選挙戦の最中なので、無責任な論評は避けます。27日の大阪市民、大阪府民の選択がいかなる方向性を示すのか、興味深く見ていようと思います。ただ双方の話を聞きながら、この選挙には実に多くの考えるべき課題が提起されているという印象を持ちました。
例えば「政令市と府県の関係」。私も新聞記者時代に初任地の神奈川県で5年間勤務しましたので、様々な機会に「横浜市」と「神奈川県」の関係性を垣間見てきました。まして神奈川県は横浜、川崎という政令市を2つ(今は相模原も加わったので3つ)抱えていました。人口も850万の神奈川県(今は900万超)のうち、横浜市が40%程度、川崎市が15%と2政令市で半分以上を占めていました。こうなると言い方は妙ですが、神奈川県は「町村担当」という印象です。
大阪府も大阪市、堺市と政令市が二つになり、特に大阪市は関西全体の中心という顔もあります。大阪府知事になった橋下氏が様々な取り組みを行う中で財源も権限も持つ巨大な「大阪市」という存在が、橋下氏にとってのある種の“障壁”と感じていたのでしょう。その気分はわからないではありません。

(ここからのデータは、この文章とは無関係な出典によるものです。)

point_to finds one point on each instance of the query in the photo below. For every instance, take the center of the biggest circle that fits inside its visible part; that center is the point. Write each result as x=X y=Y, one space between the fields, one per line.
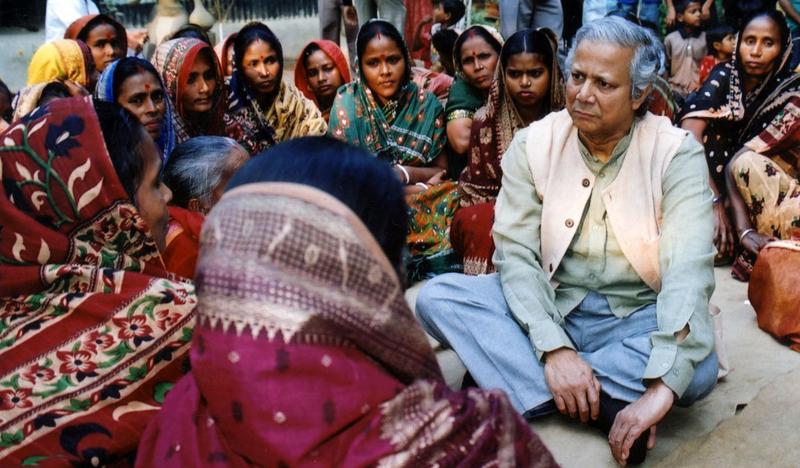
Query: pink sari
x=306 y=354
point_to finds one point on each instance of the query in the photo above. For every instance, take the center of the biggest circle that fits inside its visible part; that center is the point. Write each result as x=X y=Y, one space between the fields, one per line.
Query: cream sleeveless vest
x=633 y=200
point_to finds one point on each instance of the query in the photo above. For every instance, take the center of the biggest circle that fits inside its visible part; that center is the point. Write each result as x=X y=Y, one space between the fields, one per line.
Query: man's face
x=599 y=90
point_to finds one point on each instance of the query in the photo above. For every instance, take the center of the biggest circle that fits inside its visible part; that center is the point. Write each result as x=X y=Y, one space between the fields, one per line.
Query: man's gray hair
x=618 y=31
x=196 y=166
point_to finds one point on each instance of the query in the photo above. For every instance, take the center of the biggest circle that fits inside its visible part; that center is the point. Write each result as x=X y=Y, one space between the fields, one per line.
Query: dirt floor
x=749 y=420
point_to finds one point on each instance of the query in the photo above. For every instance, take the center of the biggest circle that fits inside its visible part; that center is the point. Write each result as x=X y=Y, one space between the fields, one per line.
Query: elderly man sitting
x=604 y=255
x=197 y=171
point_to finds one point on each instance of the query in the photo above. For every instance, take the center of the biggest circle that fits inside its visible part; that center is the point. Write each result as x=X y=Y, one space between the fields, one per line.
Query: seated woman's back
x=306 y=352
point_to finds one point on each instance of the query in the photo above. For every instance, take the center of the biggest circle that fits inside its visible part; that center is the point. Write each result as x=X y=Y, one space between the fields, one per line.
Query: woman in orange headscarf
x=105 y=36
x=321 y=69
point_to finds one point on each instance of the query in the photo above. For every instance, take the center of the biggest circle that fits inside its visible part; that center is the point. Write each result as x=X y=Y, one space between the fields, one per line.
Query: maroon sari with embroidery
x=93 y=331
x=306 y=354
x=493 y=128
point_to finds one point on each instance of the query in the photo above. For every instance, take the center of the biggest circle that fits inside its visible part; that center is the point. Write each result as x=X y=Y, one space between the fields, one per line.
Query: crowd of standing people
x=203 y=261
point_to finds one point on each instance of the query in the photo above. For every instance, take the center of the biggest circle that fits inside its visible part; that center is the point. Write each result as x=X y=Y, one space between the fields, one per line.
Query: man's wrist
x=659 y=389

その解決策が、移行には法律的な課題も多い「都構想」というのが妥当なのか、その賛否はともかく、明治期に基本形ができた国・都道府県・市区町村という構図が制度疲労を起こしているのではないかという議論は重要ではないでしょうか。今回の選挙結果は、直接・間接的に多くの自治体にも影響するでしょう。拙速な結論を出す必要はありませんし、道州制か否かという議論だけではなく、新しい時代の地方自治のあり方を積極的に見直す時期を迎えていると感じています。
さて今回の大阪市長選、その選挙構図も注目されています。橋下氏の「市長選鞍替え」というアクションに加え、その言動、教育基本条例案の問題などによって「反・独裁」(すごい言葉ですね・・・)というテーマも焦点として浮上。よくは知りませんが、そのスマートな風貌などからも温厚な紳士という印象を受ける平松氏と、タレント弁護士時代から過激な発言が目立っていた橋下氏という個性の違いも影響しているのでしょうが、街頭演説会の周辺でも「反独裁政治」というキャンペーンを目にしました。共産党が大型選挙で候補者擁立を見送るという異例の対応もしたことも、ある種の“危機感”なのだと実感しました。
ただ、向こうで聞いた限りでは、実は市民的盛り上がりはいまひとつとの声も・・・。さあ、どういう結論を大阪市民が出すのか、注目して日曜日の夜を迎えたいと思います。